A l’échelle de la France, la carte de réserve utile issue d’un modèle linéaire basé sur des observations satellitaires est comparable à une carte de réserve utile estimée par des fonctions de pédotransfert. Plus de 60 % de la surface des réserves utiles estimées présentent une erreur relative située entre – 50 % et + 50 %.

L’étude des différentes régions remarquables a permis de mettre en évidence :

 Pour des régions présentant des sols fertiles, favorables à l’agriculture et permettant à la végétation de développer leur système racinaire, les deux cartes sont très similaires démontrant la capacité des deux différentes approches d’estimations de la réserve utile à détecter les mêmes « patterns » remarquables ;

 Des résultats contradictoires des deux approches sont observés notamment pour la Champagne Berrichonne et la Champagne Crayeuse.

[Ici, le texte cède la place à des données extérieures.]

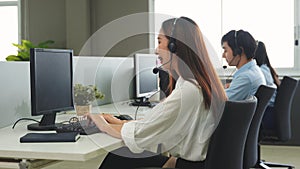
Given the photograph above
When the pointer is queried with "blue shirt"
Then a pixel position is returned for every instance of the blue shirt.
(269, 80)
(245, 82)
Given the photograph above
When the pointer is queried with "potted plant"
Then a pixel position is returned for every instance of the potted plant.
(84, 95)
(24, 50)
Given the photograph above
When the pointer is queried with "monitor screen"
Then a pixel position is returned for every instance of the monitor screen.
(51, 83)
(146, 80)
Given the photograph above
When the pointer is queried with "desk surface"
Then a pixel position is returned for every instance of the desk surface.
(87, 147)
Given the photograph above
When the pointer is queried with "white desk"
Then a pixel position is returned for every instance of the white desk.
(86, 148)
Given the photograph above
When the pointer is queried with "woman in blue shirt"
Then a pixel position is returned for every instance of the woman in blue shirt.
(269, 72)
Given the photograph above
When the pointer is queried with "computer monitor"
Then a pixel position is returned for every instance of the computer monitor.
(51, 83)
(146, 82)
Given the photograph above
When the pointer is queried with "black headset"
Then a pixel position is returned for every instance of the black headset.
(236, 50)
(172, 42)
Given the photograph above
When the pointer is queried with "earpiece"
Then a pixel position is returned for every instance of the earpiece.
(172, 45)
(237, 50)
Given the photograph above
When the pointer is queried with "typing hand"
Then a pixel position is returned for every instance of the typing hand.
(98, 120)
(227, 85)
(112, 119)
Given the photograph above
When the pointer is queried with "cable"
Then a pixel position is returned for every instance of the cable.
(24, 119)
(135, 114)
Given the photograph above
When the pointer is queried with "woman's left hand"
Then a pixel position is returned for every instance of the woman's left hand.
(99, 121)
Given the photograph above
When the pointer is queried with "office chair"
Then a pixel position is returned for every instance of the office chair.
(280, 114)
(227, 143)
(263, 95)
(226, 148)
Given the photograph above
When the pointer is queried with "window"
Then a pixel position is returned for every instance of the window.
(269, 21)
(9, 29)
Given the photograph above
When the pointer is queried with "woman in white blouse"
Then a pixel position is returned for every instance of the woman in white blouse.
(183, 123)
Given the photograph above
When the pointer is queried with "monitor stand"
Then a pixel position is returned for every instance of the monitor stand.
(143, 101)
(47, 123)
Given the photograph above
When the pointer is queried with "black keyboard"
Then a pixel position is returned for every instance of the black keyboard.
(81, 127)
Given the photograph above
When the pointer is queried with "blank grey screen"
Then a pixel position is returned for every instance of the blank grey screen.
(148, 80)
(53, 81)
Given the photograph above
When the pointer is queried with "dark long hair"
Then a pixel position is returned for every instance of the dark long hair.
(194, 61)
(261, 58)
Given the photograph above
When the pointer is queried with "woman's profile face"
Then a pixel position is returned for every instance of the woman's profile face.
(162, 50)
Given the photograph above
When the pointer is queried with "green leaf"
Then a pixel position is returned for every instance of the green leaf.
(24, 50)
(45, 44)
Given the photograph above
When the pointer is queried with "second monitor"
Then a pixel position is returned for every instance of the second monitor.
(146, 82)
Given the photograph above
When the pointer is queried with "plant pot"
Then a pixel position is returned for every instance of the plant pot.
(81, 110)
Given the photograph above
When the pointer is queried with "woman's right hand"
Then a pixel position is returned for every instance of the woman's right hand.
(112, 119)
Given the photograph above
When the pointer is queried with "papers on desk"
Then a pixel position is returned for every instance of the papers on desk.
(50, 137)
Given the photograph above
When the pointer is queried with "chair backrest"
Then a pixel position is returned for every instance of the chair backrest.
(226, 146)
(263, 95)
(282, 108)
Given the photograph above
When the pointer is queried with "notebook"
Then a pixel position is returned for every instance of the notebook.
(50, 137)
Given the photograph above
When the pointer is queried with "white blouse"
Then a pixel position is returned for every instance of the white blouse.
(180, 124)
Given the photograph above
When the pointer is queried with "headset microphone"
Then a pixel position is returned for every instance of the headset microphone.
(157, 69)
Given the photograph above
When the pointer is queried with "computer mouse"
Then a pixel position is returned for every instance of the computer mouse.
(124, 117)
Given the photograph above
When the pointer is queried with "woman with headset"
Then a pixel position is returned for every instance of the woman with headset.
(239, 48)
(183, 123)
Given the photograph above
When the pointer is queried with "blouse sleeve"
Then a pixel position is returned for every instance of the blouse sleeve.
(167, 123)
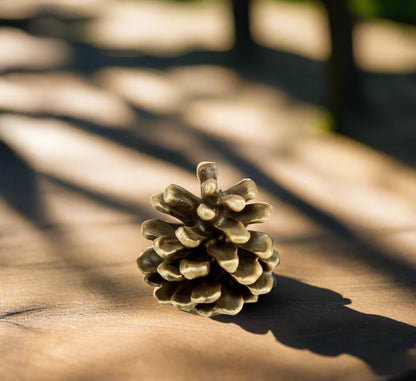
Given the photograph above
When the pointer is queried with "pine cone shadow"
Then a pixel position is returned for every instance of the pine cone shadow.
(302, 316)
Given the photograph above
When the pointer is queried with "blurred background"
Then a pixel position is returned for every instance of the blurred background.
(105, 102)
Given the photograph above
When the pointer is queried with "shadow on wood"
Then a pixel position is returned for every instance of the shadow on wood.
(317, 319)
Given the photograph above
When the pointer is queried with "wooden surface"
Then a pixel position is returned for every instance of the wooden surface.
(80, 155)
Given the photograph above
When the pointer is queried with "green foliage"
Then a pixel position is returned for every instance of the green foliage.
(402, 11)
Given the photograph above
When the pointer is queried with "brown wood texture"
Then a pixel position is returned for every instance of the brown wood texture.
(82, 151)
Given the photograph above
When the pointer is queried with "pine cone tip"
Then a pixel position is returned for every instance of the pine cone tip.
(209, 263)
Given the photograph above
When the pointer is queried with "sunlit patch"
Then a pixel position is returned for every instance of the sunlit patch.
(19, 50)
(63, 94)
(253, 115)
(385, 46)
(204, 80)
(69, 8)
(161, 28)
(90, 160)
(296, 28)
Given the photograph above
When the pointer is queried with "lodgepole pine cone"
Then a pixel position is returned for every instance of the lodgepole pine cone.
(211, 264)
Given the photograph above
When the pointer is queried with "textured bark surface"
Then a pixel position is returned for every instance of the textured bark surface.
(81, 152)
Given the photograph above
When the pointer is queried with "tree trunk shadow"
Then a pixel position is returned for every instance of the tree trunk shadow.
(302, 316)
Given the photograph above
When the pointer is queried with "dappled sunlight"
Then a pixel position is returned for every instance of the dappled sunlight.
(20, 50)
(150, 90)
(259, 115)
(302, 29)
(130, 99)
(124, 173)
(63, 94)
(204, 80)
(20, 9)
(297, 28)
(161, 28)
(353, 191)
(383, 46)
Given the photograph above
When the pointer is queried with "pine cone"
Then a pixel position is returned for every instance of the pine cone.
(211, 264)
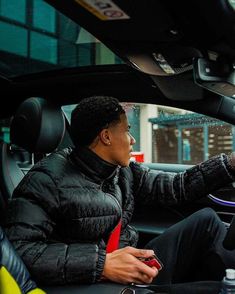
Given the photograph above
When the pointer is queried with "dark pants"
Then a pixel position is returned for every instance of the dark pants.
(192, 250)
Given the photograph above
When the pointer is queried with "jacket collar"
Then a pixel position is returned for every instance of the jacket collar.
(94, 166)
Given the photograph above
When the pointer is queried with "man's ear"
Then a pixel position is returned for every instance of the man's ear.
(105, 137)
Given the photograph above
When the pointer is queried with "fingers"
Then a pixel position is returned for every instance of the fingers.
(139, 252)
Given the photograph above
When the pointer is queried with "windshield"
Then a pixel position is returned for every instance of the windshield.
(35, 38)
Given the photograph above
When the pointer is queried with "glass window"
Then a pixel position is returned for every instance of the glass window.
(85, 54)
(15, 39)
(172, 135)
(44, 16)
(13, 9)
(43, 48)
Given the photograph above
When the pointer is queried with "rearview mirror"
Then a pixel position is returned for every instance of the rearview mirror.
(215, 76)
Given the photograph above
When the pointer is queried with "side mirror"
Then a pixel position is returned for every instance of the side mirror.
(215, 76)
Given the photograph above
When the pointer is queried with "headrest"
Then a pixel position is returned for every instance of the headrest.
(38, 126)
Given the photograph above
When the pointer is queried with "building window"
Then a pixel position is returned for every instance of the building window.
(43, 48)
(13, 35)
(44, 17)
(13, 9)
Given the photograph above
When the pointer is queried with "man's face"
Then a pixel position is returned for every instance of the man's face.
(121, 142)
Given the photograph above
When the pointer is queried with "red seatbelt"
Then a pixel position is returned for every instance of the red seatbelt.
(113, 242)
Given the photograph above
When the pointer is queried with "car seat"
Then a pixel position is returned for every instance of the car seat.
(36, 129)
(14, 277)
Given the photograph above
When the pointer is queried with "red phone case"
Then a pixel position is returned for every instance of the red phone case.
(152, 261)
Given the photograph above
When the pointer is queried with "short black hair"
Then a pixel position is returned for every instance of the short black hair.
(92, 115)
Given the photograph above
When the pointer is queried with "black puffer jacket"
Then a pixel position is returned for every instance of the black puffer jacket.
(64, 210)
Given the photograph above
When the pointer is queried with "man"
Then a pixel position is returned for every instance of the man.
(66, 214)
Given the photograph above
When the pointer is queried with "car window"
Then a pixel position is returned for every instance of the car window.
(173, 135)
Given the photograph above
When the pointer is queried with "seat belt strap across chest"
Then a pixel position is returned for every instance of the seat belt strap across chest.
(113, 242)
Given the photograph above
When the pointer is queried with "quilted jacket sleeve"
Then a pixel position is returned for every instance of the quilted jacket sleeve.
(172, 188)
(30, 225)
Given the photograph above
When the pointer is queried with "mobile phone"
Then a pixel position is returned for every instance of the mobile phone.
(152, 261)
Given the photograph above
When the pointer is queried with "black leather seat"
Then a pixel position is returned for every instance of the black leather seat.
(36, 129)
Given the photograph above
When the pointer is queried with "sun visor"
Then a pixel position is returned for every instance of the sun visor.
(164, 62)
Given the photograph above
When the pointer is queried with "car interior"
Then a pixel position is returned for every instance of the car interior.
(172, 53)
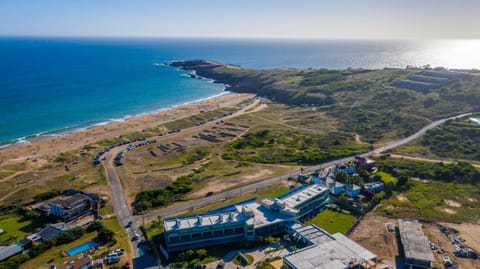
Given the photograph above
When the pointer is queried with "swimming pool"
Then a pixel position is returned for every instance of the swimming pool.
(81, 248)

Ces régions présentent toutes deux des sols calcaires. Peu favorables à l’agriculture, elles ont subi des transformations par la mécanisation, le travail du sol et par l’apport de mécanisme de fertilisation. Dans ces conditions de sols calcaires et d’une agriculture intensive, les fonctions de pédotransfert atteignent leurs limites. Il est possible qu’un modèle empirique fondé sur le LAI satellitaire soit plus pertinent.